Не успела Бинь договорить, как мужчина приветливо пригласил ее в дом и, придвинув скамейку, предложил сесть. Ее глазам открылась поистине роскошная картина. В комнате стоял чайный шкаф и лавки из резного дерева, на стенах висели картины и фотографии. И это еще не все — вдоль стен стояли красивые вазы из настоящего фарфора, а под потолком были подвешены доски из полированного дорогого дерева, на которых поблескивали перламутром иероглифы: изречения древних мудрецов, благостные поучения и заповеди. Бинь обрадовалась: «Все точно так, как говорил Тюнг. А может, это и есть его дом?»
Она робко огляделась вокруг, сжимая в руках свой узелок и с нетерпением ожидая, что ответит ей молодой человек. Надежда и радость сделали ее лицо еще более привлекательным, от волнения капельки пота, словно зернышки бисера, выступили на ее чистом лбу, смочив пряди волос, длинных и блестящих, как шелковые нити. Молодой человек пристально смотрел на нее. Бинь смутилась, но, стараясь подавить волнение, медленно спросила:
— Уважаемый господин, будьте добры, скажите, это не дом ли господина Тюнга?
Тот посмотрел на Бинь оценивающим взглядом и кивнул головой:
— Да!
Бинь торопливо повторила:
— Правда, да?
— Я говорю — да, значит, да. Если у тебя дело к господину Тюнгу, расскажи все сначала мне. Тогда я позову его и он сам поговорит с тобой.
Бинь казалось, что сердце ее вот-вот разорвется от счастья.
— А ведь я…
Она хотела сказать: «А ведь я чего только не думала о Тюнге», — но, смутившись, не договорила до конца.
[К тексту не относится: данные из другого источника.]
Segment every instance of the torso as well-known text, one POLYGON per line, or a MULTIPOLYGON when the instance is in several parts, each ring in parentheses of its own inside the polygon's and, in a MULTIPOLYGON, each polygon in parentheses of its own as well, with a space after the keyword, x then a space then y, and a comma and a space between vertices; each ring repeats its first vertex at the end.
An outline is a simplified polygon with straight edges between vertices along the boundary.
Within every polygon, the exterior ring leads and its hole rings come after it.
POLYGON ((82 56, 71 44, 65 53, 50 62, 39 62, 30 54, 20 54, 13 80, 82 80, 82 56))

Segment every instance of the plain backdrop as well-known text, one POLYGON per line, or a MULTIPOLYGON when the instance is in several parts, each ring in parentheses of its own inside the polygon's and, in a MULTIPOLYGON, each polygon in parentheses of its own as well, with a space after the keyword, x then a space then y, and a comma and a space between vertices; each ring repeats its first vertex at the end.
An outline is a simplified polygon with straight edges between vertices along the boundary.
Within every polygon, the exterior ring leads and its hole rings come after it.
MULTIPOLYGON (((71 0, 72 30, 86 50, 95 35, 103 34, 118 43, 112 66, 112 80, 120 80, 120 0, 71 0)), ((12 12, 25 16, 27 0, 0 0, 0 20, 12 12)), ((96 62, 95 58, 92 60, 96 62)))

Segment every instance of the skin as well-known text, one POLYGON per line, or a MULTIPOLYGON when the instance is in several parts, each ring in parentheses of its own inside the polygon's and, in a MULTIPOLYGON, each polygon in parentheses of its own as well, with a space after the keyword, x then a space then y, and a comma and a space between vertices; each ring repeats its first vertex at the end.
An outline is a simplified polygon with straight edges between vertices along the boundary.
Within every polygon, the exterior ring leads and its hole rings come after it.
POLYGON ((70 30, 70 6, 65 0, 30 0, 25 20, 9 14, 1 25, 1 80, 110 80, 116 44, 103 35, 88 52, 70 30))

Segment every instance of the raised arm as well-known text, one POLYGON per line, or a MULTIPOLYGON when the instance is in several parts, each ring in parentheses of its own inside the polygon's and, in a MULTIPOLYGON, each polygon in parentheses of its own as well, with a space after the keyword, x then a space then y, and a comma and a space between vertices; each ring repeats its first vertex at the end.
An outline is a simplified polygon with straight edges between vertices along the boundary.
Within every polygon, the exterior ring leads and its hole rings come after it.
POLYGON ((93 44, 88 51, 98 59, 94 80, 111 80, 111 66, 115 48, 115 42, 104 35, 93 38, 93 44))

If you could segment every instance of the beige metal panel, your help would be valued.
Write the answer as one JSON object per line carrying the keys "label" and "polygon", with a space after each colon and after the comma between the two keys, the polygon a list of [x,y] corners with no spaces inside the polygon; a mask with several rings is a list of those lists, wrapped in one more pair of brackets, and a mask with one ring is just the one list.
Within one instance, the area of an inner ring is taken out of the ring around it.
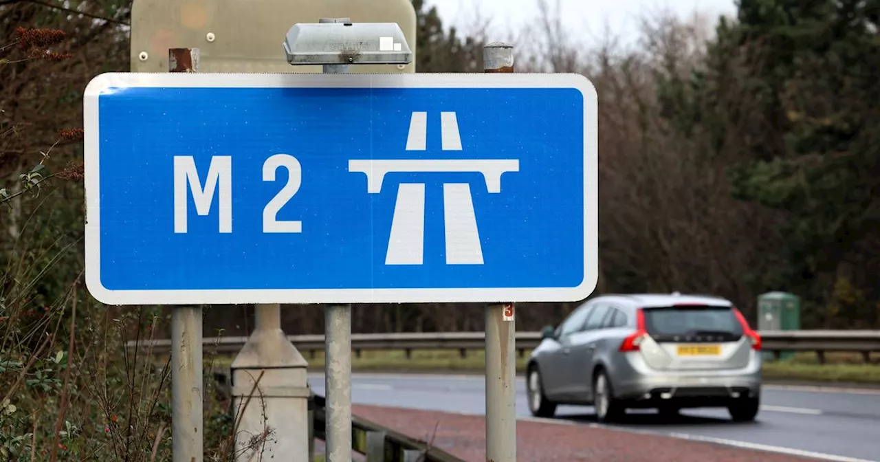
{"label": "beige metal panel", "polygon": [[291,66],[282,43],[296,23],[321,18],[396,22],[413,62],[362,64],[350,72],[415,72],[415,10],[411,0],[135,0],[131,71],[167,72],[168,48],[199,48],[202,72],[321,72]]}

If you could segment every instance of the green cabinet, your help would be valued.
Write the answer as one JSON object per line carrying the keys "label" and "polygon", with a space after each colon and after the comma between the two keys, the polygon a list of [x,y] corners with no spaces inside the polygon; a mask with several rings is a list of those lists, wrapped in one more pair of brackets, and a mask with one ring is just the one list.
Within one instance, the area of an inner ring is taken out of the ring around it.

Молодой человек спросил, строго нахмурив брови:
— А ведь я… что ты хотела сказать?
Бинь, позабыв приличия, громко чихнула и, покачав головой, ответила:
— Еще бы немножко, и я…
На слове «я» она снова запнулась, глаза ее наполнились слезами. Ей пришлось собрать все силы, чтобы подавить волнение и робость; успокоившись, она продолжала:
— Ах, если бы мне не пришло в голову зайти сюда, какое бы случилось несчастье!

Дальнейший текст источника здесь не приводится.